The new Privatisation Act (Zakon o privatizaciji, “Official Gazette of RS” no. 83/2014), adopted in August 2014, introduced ‘strategic partnership’ as one of the privatization methods. ‘Strategic partnership’ can take the form of a corporate joint venture between the state and an investor or the form of acquisition of shares by strategic investor in exchange for fresh contributions or debt to equity swap. Both forms of ‘strategic partnership’ are now further regulated by the Decree on Strategic Partnership (Uredba o strateškom partnerstvu, “Official Gazette of RS” no. 129/2014) (“Decree“). The exact form of ‘strategic partnership’, the qualification criteria and the main elements of a future contract, including post-closing obligations and remedies in case of non-compliance) are determined by the Government.
‘Strategic investor’ is to be selected in a public tender run by a Government-appointed Committee for implementation of strategic partnership. An invitation for submission of bids has to be published in a daily newspaper regularly distributed on the territory of Serbia and on the web page of the Privatization Agency of the Republic of Serbia (“Privatization Agency“), at least 30 days prior to the bid submission deadline. Following the submission of the bids in a sealed envelope by the bidders, the Committee evaluates the bids, determines their compliance with the qualification criteria and proposes to the Government a ranking list. The Government pronounces the winning bidder. The Privatisation Agency then negotiates the strategic partnership agreement with the winning bidder for a period of up to 45 days from the decision on the winning bidder. Upon the expiry of the negotiations deadline, if the negotiations were successful, the Committee delivers to the Ministry of Economy a report on negotiations, together with a draft agreement on strategic partnership signed-off by both parties and a clearance of the bidder by the Authority for Prevention of Money Laundering. The Ministry of Economy forwards these documents to the Government for a final decision on the signing of the agreement. Once the Government approves the signing, the agreement on strategic partnership should be signed within further 15 days unless this deadline is extended by the Government at its discretion.

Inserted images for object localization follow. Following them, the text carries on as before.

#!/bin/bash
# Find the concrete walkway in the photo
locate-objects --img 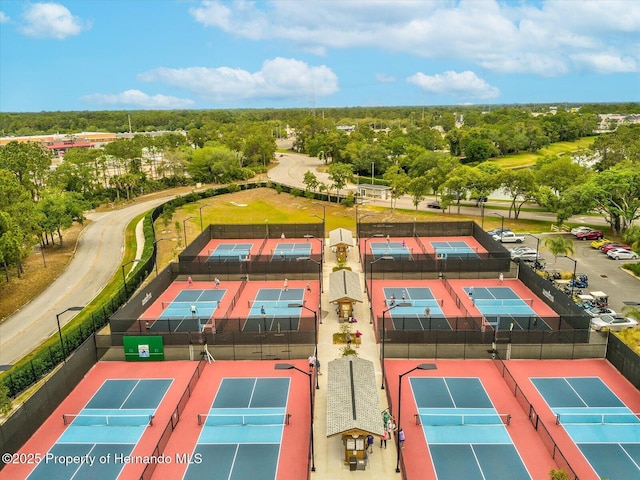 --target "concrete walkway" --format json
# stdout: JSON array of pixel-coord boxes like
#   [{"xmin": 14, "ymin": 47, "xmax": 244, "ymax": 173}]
[{"xmin": 313, "ymin": 239, "xmax": 399, "ymax": 478}]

The Privatisation Agency is authorized to control the fulfilment of the post-closing obligations of the strategic partner, based on an auditor’s report and an evaluation by independent expert. The control procedure is to be regulated by a governmental decree. Based on a report received from the Privatisation Agency, the Ministry of Economy determines the status of the post-closing obligations of the strategic partner and, in case of non-compliance, proposes remedial measures to the Government.